Trotz ausgefeilter Prognosesysteme häuften sich in den Lagern von ElmStreet auf mysteriöse Weise unverkäufliche Produkte an. Allein in diesem Quartal hatte das Unternehmen bereits 3,2 Millionen Dollar an unbrauchbaren Beständen abgeschrieben. Wenn das so weitergeht, würde sich ElmStreet in die Reihe der Einzelhandelsunternehmen einreihen, die der Misswirtschaft bei den Lagerbeständen zum Opfer gefallen sind.
Geflüster aus dem Lagerhaus: Frühe Omen
„Wir haben alles ausprobiert, was im Standardhandbuch steht“, erklärte Alex, ElmStreet’s Inventory Control Manager mit fünfzehn Jahren Erfahrung in der Lieferkette. Seine übliche Zuversicht war sichtbarer Frustration gewichen, als er auf die überquellenden Regale deutete. „Wirtschaftliche Bestellmengen, ABC-Klassifizierung, von Beratern verfeinerte Prognosealgorithmen – nichts hat funktioniert.“
Diese Maßnahmen brachten zwar eine vorübergehende Entlastung, aber das Problem tauchte in anderer Form wieder auf. Die Finanzabteilung berichtete, dass die Lagerhaltungskosten im Vergleich zum Vorjahr um 34 % gestiegen waren.
Am beunruhigendsten war die Datenvisualisierung von Pallavi, der brillanten Datenwissenschaftlerin, die von einem führenden Technologieunternehmen angeworben worden war, um die Analytik von ElmStreet zu modernisieren. Ihr Diagramm, in dem sie das Bestandswachstum gegen den Umsatz auftrug, zeigte zwei Linien, die dramatisch auseinanderliefen und das bildeten, was die Mitarbeiter unheilvoll „das Todeskreuz“ nannten.
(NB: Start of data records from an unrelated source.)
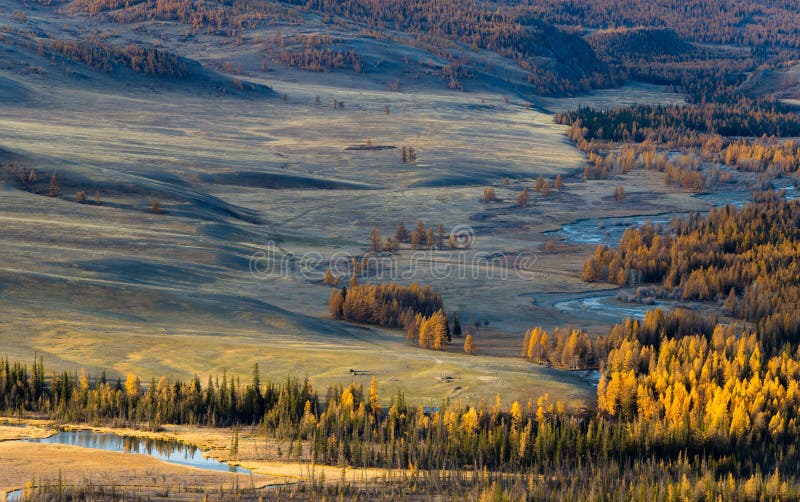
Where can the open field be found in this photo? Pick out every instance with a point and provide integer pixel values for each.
(117, 287)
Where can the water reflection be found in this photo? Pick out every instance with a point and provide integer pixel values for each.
(168, 451)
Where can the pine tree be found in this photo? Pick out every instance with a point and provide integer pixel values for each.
(522, 198)
(456, 326)
(469, 346)
(376, 244)
(402, 234)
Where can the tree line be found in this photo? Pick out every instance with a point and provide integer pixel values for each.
(746, 259)
(386, 304)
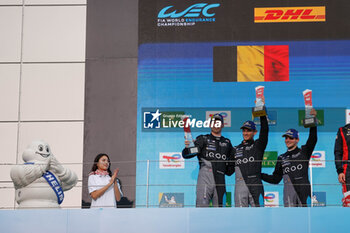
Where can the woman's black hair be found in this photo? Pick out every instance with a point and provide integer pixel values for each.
(97, 158)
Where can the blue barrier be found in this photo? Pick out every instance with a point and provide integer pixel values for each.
(171, 220)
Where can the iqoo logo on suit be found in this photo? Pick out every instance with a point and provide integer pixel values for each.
(171, 160)
(171, 16)
(271, 199)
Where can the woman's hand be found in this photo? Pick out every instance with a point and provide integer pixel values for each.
(114, 176)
Die Beschwörung des digitalen Zwillings: Ein wissenschaftlicher Exorzismus
Howard, der normalerweise unerschütterliche CEO von ElmStreet, der das Unternehmen zwei Jahrzehnte lang durch die Umwälzungen im Einzelhandel geführt hatte, holte sich schließlich Hilfe von außen. Seine Wahl fiel auf Christine, eine renommierte Spezialistin für diskrete Ereignissimulationen, deren Methoden in zahlreichen Branchen zur Rettung von Unternehmen geführt hatten.
„Ihr Bestand wird nicht heimgesucht – er ist in einem Netz von miteinander verknüpften Faktoren gefangen“, erklärte Christine, deren ruhiges Auftreten in krassem Gegensatz zu der Panik stand, die das Unternehmen erfasste. „Wir brauchen einen digitalen Zwilling Ihrer Lieferkette, um die unsichtbaren Verbindungen, die diese Probleme verursachen, sichtbar zu machen.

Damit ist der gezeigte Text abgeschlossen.